A further request for a further audio arrangement having one or more further target audio arrangement characteristics may be received. One or more further target audio attributes may be identified based on the one or more further target audio arrangement characteristics. The first audio data may be selected. The first set of audio attributes may comprise at least some of the identified one or more further target audio attributes. Third audio data may be selected. The third audio data may have a third set of audio attributes. The third set of audio attributes may comprise at least some of the identified one or more further target audio attributes. A further mixed audio arrangement and/or data useable to generate the further mixed audio arrangement may be output. The further mixed audio arrangement may have been generated by at least the selected first and third audio data having been mixed using the automated audio mixing procedure. As such, the first audio data may be used in generating a further audio arrangement, but with third (different) audio data. This enables a large number of different variants to be readily generated.

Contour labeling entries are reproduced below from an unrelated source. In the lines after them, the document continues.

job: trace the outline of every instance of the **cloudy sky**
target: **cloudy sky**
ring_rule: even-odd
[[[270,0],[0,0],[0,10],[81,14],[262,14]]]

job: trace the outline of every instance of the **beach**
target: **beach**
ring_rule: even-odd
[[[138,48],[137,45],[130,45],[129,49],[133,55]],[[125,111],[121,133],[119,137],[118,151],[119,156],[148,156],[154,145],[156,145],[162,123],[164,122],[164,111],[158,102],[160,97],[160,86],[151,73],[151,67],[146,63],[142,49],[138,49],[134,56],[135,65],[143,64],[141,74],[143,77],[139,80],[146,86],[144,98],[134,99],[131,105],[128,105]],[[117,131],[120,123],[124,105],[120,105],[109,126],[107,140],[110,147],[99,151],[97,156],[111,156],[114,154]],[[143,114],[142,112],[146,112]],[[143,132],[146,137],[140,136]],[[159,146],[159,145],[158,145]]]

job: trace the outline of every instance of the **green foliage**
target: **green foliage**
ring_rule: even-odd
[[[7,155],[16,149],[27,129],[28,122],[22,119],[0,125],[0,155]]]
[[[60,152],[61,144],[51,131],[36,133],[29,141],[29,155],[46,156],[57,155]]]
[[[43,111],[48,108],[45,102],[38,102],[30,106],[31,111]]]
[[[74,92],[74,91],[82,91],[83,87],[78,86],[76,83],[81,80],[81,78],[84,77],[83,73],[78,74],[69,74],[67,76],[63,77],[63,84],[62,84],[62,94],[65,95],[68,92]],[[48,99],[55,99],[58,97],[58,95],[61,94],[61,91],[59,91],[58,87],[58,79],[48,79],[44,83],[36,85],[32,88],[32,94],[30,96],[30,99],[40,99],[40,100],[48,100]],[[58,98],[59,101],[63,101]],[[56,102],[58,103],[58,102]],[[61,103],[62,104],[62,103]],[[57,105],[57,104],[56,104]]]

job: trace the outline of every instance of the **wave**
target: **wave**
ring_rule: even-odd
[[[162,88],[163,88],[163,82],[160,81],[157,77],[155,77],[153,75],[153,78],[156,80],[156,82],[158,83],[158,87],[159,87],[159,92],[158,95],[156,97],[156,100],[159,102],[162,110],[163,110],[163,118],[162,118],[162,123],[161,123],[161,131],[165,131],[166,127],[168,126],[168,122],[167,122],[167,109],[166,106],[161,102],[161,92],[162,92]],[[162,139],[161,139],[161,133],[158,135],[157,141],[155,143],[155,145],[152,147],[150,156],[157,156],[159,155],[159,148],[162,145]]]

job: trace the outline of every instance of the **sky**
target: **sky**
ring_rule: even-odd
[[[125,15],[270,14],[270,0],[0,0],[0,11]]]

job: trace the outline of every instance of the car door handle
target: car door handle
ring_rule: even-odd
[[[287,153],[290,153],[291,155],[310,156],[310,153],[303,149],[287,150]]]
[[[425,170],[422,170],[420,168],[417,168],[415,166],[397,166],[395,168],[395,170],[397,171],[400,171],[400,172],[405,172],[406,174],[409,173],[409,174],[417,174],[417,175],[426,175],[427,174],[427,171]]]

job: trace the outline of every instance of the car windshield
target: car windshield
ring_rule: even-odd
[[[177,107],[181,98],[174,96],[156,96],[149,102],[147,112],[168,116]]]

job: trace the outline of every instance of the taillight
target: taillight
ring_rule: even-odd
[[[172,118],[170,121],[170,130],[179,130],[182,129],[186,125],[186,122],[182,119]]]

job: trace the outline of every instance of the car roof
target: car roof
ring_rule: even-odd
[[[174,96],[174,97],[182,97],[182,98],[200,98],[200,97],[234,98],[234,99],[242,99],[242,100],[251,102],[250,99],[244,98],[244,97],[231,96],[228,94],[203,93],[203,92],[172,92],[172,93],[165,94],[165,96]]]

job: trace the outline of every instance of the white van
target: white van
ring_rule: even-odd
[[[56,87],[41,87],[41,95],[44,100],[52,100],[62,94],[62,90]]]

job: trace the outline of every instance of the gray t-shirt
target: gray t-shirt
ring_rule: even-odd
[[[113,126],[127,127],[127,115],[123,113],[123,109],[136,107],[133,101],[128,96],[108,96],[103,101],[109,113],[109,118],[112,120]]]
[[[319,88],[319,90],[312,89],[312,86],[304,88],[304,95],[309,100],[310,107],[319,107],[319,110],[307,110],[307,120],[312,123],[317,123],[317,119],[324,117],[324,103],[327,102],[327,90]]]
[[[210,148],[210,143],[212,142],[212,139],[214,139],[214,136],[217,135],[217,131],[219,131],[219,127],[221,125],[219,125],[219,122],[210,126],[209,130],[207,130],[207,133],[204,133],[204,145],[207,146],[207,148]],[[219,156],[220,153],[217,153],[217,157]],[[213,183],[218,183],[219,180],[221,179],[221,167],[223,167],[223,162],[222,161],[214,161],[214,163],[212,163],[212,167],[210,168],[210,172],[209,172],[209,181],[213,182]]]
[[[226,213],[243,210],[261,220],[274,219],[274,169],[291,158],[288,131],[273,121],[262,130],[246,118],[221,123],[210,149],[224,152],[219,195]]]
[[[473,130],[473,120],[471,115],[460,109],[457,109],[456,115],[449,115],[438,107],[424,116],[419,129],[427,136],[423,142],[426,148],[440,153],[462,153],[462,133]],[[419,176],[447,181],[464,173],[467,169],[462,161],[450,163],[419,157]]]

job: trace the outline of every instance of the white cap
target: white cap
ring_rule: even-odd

The first and/or second audio data may be derived using an automated audio normalisation procedure. This can provide a more balanced audio arrangement. This is especially, but not exclusively, effective where audio data is provided by different creators, each of which may record and/or export audio at different levels. The automated audio normalisation procedure is also especially effective for novice users who may be unable to control levels of different audio data effectively.

The first and/or second audio data may be derived using an automated audio mixing procedure. The automated audio mixing procedure is also especially effective for novice users who may be unable to mix audio data effectively.

The first and/or second audio data may be derived an automated audio mastering procedure. This can provide a more useable audio arrangement. Without such mastering, the audio arrangement may lack sonic qualities desired for public use of the audio arrangement.

The audio arrangement may be mixed independent of any user input received after the selection of the first and second audio data. As such, fully automated mixing may be provided.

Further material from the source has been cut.